Majorities in developing countries want uncensored Web

Faith Merino · March 19, 2014 · Short URL:

But attitudes toward Internet censorship are largely influenced by education and income levels

Much of the world still isn’t online—two-thirds, to be exact (half of the world’s population lives on less than $2.50 a day, so, you know, priorities). But those numbers are changing as connectivity advances into emerging and developing countries.

Global attitudes toward Internet censorship are also changing as more young people in developing countries prioritize an uncensored Internet. A new Pew report published Wednesday reveals that majorities in 22 of the 24 countries it surveyed are opposed to Internet censorship, and that trend is likely to grow as younger Internet users grow and gain more decision-making power.

The survey, which polled some 22,000 people in 24 countries, found distinct trends among those who opposed Internet censorship and those who favored it. For example, countries in which the majority of people were online were more likely to have a majority opposing censorship, such as Venezuela (89%), Lebanon (86%), and Chile (86%). Latin American countries in particular (Venezuela, Mexico, Chile, Bolivia, Brazil, and Argentina) were more likely than others to have large majorities opposing government restrictions on the Internet.

It’s worth noting that in those countries with less Internet penetration, a large portion of respondents were more likely to say they didn’t have an opinion on the issue (which makes sense if you’re more concerned about your kid getting polio than the government monitoring your Tumblr account).

So it makes sense that younger users in developing countries (who are also more likely to use the Internet in the first place) are more likely to prioritize Internet freedom. Age gaps of 20 percentage points or more were found in Russia, Lebanon, Tunisia, Bolivia, and Senegal. In other words, while 80% of Russian respondents aged 18-29 favored Internet freedom, only 44% of those 50 and older did so.

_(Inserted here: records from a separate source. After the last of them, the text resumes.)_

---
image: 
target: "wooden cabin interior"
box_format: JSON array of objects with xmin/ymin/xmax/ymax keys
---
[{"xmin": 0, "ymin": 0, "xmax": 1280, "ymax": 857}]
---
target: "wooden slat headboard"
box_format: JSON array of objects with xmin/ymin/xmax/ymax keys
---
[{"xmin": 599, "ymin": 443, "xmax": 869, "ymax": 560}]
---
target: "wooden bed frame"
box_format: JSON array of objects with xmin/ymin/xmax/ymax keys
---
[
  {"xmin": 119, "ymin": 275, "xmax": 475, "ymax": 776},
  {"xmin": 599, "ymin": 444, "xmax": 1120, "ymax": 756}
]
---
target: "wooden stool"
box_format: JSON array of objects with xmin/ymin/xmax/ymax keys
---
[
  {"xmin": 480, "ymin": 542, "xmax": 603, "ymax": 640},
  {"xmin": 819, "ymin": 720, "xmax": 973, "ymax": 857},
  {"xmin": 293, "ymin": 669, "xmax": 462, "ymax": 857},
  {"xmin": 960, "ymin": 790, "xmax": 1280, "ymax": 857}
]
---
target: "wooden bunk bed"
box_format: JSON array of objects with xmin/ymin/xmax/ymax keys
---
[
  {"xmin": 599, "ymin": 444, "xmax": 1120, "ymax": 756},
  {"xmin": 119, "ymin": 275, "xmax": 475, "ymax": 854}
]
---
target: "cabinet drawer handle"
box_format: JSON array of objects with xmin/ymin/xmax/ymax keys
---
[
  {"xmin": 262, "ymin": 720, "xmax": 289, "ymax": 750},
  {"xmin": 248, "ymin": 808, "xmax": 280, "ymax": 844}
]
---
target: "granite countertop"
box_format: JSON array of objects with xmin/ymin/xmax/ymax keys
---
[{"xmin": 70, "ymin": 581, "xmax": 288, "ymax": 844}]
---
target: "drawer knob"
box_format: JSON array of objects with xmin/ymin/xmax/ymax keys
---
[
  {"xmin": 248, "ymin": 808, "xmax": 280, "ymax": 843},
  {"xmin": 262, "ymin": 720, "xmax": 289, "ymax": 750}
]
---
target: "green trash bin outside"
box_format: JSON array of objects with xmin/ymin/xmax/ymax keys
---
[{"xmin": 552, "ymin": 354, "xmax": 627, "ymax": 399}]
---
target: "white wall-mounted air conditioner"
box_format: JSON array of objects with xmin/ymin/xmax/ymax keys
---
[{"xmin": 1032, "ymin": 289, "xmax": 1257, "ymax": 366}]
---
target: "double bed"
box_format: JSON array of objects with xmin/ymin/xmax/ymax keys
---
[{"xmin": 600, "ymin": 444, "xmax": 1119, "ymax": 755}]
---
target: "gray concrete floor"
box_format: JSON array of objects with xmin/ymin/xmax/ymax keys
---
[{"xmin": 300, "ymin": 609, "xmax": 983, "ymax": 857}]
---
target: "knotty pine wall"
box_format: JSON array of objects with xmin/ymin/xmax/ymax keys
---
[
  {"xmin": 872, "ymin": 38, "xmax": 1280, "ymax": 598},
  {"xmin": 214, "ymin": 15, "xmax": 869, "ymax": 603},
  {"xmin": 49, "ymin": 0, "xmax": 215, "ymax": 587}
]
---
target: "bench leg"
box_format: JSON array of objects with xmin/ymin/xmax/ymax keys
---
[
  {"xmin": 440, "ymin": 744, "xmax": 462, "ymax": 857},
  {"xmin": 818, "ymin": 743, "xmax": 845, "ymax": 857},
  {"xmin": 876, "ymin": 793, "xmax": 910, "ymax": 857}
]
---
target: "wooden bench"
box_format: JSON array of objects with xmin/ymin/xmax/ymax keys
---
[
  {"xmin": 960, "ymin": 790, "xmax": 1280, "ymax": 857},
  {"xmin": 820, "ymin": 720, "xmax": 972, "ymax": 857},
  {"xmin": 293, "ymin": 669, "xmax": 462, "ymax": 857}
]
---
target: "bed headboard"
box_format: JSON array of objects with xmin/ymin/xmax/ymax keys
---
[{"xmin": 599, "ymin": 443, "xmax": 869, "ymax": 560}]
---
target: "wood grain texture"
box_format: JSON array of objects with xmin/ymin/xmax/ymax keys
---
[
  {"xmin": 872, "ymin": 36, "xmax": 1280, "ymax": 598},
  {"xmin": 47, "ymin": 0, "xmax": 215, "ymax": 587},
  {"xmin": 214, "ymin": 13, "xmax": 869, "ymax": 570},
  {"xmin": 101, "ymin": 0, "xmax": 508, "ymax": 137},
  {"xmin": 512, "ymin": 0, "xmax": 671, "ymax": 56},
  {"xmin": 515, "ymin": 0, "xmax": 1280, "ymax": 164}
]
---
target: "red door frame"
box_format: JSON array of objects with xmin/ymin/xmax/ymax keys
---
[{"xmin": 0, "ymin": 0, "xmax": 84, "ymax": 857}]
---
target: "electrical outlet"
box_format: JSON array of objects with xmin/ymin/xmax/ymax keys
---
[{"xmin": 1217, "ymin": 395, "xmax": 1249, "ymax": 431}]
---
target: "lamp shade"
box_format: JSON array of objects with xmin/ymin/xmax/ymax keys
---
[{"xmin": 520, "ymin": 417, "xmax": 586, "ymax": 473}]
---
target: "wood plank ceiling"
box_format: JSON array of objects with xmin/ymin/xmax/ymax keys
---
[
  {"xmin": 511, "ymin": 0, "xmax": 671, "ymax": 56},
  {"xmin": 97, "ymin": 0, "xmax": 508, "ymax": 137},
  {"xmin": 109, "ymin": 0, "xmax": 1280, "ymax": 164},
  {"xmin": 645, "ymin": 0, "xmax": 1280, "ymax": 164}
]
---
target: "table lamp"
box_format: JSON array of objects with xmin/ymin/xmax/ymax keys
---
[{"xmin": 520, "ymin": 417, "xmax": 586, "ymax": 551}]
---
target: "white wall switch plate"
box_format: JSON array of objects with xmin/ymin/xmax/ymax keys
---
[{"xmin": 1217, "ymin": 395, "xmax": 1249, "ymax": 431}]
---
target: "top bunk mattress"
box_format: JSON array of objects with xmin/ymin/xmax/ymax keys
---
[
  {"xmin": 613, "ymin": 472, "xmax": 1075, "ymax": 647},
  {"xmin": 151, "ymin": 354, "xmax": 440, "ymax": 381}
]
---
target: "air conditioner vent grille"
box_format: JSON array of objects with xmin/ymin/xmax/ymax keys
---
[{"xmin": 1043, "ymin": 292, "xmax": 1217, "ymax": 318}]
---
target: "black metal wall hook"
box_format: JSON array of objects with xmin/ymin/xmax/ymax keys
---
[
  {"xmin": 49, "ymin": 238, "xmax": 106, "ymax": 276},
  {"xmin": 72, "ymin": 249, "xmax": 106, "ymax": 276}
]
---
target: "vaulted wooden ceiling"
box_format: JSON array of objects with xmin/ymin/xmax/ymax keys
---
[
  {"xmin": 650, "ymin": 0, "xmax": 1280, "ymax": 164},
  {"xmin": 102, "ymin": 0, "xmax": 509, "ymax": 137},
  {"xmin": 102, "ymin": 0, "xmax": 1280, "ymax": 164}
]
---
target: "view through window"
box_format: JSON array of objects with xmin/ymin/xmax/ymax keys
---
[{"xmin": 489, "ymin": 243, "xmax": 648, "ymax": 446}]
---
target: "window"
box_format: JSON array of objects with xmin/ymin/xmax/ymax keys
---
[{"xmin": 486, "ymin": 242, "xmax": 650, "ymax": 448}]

Education and income also play a large role in how respondents viewed Internet censorship. In Tunisia, for example, where only 56% of respondents were opposed to censorship, that number jumps to 73% among college graduates. That’s compared to 54% of those without college degrees.

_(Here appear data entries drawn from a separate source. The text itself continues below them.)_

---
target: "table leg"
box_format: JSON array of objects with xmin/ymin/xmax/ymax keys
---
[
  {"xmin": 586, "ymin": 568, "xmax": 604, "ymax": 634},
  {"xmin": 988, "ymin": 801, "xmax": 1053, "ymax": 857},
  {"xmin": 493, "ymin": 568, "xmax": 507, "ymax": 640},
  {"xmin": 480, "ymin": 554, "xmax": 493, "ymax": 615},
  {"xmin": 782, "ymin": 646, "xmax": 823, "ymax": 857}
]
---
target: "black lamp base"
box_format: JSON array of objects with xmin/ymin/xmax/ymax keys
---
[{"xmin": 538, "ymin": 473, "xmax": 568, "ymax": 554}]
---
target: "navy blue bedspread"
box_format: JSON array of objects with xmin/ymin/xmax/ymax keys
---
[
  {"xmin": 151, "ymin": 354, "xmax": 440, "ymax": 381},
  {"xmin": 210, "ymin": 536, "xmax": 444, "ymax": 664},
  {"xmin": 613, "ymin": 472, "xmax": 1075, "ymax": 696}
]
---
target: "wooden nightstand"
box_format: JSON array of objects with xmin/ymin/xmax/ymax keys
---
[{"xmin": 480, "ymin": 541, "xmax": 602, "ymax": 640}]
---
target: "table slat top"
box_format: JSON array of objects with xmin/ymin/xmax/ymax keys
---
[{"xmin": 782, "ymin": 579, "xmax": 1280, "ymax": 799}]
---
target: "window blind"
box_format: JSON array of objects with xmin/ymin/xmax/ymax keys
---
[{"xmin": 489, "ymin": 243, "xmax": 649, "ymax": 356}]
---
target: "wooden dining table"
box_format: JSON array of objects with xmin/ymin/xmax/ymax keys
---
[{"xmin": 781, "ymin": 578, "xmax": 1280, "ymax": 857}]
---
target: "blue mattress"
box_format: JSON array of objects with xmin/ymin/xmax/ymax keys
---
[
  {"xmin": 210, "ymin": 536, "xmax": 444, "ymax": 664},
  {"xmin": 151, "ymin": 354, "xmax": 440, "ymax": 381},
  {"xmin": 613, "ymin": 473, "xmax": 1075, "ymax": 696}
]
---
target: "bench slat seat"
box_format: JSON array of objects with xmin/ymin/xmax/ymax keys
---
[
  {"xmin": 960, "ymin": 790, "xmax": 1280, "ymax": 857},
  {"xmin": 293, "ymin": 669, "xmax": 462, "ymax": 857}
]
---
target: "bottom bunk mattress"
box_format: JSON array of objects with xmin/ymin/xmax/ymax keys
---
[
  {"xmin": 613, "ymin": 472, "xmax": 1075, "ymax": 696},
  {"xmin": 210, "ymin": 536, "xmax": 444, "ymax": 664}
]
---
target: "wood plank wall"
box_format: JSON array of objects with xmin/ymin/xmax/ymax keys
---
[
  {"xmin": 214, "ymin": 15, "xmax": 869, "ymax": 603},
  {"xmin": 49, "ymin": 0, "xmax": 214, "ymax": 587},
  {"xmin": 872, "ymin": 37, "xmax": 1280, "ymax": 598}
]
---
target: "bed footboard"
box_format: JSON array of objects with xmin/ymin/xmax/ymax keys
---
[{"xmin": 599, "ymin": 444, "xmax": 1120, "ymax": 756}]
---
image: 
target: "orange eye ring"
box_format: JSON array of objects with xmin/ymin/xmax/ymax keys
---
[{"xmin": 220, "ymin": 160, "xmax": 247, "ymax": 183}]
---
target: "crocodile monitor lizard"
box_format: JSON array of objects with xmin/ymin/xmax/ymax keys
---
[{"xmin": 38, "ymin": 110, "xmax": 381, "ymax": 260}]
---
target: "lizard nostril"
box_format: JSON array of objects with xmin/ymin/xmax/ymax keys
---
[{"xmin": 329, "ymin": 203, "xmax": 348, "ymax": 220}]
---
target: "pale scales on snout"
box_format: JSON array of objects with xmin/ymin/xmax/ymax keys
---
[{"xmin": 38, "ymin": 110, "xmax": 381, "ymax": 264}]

Similarly, 71% of high-income Kenyans favored Internet freedom, compared to just 44% of low-income Kenyans. Likewise, 78% of high-income Russians oppose censorship, compared to 52% of low-income Russians.

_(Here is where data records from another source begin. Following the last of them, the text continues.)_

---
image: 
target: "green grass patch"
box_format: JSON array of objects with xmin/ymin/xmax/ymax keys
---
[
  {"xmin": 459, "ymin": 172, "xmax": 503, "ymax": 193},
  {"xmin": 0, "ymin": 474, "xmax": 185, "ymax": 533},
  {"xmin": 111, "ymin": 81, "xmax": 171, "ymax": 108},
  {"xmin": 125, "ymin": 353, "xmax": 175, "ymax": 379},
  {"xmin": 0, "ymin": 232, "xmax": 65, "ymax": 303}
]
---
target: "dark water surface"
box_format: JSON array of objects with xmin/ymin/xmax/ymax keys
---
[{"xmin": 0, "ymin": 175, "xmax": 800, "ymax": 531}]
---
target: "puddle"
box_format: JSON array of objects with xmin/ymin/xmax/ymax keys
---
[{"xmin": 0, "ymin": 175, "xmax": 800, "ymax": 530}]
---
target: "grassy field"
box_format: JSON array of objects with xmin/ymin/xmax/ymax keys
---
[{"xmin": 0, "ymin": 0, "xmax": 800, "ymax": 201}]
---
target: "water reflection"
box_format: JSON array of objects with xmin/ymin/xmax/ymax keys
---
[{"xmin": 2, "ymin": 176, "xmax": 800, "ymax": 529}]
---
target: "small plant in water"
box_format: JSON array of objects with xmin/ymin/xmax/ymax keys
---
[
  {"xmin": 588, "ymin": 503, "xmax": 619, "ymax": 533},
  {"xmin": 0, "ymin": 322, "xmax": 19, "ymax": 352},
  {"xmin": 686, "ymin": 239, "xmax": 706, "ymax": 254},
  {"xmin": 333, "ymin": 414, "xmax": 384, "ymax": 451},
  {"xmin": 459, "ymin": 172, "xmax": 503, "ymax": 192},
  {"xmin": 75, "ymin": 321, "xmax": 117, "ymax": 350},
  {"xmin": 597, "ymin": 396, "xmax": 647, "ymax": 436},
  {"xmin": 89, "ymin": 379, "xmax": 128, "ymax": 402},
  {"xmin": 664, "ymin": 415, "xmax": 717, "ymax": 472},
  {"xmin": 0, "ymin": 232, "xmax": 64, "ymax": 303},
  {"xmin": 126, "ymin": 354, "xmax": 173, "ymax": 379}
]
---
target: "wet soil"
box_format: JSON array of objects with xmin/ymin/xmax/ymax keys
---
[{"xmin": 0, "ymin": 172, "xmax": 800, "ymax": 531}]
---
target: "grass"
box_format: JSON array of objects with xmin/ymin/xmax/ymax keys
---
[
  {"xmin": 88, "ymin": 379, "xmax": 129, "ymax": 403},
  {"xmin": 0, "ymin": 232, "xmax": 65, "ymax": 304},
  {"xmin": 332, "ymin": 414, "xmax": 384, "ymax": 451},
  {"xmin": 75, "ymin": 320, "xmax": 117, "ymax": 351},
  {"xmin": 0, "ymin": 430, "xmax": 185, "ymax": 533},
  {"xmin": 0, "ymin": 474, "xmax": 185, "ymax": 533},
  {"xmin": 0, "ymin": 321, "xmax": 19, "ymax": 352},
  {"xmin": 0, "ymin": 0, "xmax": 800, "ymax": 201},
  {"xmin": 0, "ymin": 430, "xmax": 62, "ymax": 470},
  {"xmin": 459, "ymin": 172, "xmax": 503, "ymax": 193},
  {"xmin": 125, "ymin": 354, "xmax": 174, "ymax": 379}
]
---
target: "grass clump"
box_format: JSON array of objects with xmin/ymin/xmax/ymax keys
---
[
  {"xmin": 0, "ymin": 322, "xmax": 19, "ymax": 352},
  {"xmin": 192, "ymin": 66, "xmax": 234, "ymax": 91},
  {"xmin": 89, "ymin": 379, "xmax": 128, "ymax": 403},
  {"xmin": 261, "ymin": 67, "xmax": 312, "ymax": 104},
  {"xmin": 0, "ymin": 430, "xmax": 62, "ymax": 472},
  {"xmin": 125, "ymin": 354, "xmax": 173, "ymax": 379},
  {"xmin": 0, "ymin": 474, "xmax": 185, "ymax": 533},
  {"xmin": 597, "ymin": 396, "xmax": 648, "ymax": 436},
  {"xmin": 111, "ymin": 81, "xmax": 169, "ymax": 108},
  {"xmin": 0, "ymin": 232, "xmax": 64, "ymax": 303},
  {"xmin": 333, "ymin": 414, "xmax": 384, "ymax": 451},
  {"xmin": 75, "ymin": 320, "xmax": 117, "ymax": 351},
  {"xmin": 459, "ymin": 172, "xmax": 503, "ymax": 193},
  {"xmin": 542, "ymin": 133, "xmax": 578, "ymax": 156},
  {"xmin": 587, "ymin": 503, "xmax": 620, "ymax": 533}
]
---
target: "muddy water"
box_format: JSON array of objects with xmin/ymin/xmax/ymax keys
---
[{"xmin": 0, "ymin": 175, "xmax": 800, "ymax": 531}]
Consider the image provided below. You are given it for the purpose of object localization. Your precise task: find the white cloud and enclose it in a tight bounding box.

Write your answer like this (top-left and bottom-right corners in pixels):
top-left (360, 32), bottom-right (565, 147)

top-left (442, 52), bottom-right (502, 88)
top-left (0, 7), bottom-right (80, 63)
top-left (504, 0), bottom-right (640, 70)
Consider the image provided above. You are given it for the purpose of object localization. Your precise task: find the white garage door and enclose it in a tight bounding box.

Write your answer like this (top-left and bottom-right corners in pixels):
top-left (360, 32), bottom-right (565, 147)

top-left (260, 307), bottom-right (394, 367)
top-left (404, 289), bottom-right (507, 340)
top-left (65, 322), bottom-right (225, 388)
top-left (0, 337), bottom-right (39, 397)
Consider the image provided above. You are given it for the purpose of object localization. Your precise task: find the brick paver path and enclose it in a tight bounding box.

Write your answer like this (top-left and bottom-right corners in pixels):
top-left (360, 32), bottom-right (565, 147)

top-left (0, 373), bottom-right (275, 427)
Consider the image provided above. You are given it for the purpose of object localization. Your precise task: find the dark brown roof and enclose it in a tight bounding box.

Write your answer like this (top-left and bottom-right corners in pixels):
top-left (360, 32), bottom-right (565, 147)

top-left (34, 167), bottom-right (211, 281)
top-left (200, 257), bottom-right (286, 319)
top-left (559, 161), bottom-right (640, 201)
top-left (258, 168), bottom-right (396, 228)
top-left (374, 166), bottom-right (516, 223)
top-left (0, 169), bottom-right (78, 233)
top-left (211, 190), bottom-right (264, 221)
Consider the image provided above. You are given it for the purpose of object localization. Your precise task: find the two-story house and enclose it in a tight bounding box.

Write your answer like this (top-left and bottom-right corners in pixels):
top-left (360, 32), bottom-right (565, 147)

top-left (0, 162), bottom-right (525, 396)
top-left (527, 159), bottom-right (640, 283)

On the one hand, it seems reasonable to expect these numbers to grow as younger Internet users mature and Internet penetration reaches more of the world’s population. On the other hand, the study clearly shows that education and income also play a vital role in protecting a free Internet. Currently, 80% the world’s population lives on less than $10 a day and in countries with widening income differentials. If that trend continues, it’s likely to spell trouble for a free, unrestricted Internet.